A perseguição à imprensa se manifesta também nas leis e projetos de leis que são debatidos em vários países do continente. Em muitos deles, as autoridades tentam interferir nos conteúdos de editoriais, como na Venezuela, El Salvador ou na Colômbia, onde uma decisão da Corte Constitucional exige que os meios de comunicação atualizem, por conta própria, quaisquer informações que publicarem na internet. No Equador, continua em vigor a estrutura legal herdada do governo anterior que criou um sistema processual e uma Superintendência de Comunicação que atuam contra a liberdade de imprensa. Em muitos países, como Barbados, ainda não se promulgou uma lei que garanta o acesso às fontes públicas de informação ou, mesmo nos casos em que leis desse tipo foram promulgadas, não foram decretados regulamentos para implementar as leis que se tornam assim apenas letra morta.
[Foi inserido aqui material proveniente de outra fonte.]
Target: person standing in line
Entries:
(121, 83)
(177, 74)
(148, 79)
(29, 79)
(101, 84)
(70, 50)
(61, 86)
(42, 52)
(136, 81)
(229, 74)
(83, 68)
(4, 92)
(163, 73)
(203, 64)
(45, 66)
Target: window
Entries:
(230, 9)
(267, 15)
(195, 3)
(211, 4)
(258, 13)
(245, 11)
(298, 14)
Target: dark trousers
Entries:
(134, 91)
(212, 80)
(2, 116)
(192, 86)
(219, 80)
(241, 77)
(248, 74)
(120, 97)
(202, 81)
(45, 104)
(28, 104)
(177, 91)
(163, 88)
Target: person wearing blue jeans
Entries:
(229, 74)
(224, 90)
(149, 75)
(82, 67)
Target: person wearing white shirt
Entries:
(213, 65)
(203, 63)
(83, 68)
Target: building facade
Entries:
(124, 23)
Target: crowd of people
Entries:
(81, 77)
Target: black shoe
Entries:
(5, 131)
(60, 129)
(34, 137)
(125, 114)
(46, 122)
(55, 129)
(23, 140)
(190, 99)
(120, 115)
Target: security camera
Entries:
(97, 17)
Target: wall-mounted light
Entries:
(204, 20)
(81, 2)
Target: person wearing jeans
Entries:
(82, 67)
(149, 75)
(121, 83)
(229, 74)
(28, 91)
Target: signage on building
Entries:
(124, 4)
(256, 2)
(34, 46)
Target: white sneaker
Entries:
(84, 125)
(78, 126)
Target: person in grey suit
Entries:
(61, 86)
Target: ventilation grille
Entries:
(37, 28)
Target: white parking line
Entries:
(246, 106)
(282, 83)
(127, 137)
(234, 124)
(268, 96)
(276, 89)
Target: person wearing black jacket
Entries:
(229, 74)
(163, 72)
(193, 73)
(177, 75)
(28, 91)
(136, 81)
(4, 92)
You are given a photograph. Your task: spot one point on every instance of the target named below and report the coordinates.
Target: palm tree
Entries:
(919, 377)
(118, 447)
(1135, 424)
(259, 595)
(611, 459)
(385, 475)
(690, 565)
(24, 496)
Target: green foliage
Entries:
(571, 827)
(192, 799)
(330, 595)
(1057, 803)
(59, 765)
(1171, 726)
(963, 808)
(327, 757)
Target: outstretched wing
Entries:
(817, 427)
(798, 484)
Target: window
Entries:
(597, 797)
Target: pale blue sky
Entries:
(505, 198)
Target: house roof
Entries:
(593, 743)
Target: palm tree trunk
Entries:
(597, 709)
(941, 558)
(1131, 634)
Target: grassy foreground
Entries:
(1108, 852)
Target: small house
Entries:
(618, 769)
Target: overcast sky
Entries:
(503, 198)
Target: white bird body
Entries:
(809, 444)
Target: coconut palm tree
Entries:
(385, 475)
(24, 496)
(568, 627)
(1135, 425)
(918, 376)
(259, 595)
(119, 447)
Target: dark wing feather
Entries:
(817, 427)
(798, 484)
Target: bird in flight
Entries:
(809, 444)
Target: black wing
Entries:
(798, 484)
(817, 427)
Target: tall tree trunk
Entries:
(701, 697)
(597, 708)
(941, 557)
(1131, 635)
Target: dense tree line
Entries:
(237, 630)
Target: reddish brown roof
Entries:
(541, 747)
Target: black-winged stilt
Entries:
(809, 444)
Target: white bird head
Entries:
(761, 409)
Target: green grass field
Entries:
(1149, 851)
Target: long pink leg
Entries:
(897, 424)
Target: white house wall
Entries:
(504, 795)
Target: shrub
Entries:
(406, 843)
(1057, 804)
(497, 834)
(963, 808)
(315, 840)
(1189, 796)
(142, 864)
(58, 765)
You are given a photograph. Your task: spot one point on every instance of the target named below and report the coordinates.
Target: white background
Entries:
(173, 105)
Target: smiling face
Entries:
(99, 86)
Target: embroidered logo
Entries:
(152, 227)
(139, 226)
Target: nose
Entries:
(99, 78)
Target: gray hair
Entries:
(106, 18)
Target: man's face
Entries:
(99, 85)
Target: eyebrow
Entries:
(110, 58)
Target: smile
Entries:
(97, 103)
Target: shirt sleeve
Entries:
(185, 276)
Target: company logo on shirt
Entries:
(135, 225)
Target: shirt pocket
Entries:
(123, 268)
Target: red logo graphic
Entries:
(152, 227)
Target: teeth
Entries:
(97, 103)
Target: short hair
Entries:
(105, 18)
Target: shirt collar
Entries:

Na Argentina, o poder Executivo é responsável por decretar regulamentos, ao passo que em Honduras, na Nicarágua e na República Dominicana, existem leis que impedem o acesso à informação ou simplesmente, apesar de haver uma lei de acesso, ela não é aplicada.
Por outro lado, os ataques à mídia recorrendo ao termo "fake news" ou "notícias falsas" parecem ganhar cada vez mais espaço na região. Essa investida contra o trabalho dos jornalistas por membros ou órgãos do governo pretende desacreditar o trabalho dos profissionais da mídia, especialmente quando se trata de matérias ou reportagens que não lhes sejam favoráveis. O risco desses ataques é terem como alvo justamente um dos pilares da democracia e, em casos específicos, como nos Estados Unidos, servirem para gerar desconfiança quanto aos profissionais da mídia e promover atitudes hostis contra eles. Nesse aspecto, deve-se notar que nos Estados Unidos, cuja Constituição prevê a defesa do trabalho da imprensa e o direito à livre expressão, foram registrados até agora neste ano 31 agressões físicas contra jornalistas. Mais de 30 repórteres foram detidos pela polícia enquanto realizavam seu trabalho. A mídia nos Estados Unidos, em geral, continua sendo assediada por uma forte retórica liderada pelo presidente Donald Trump.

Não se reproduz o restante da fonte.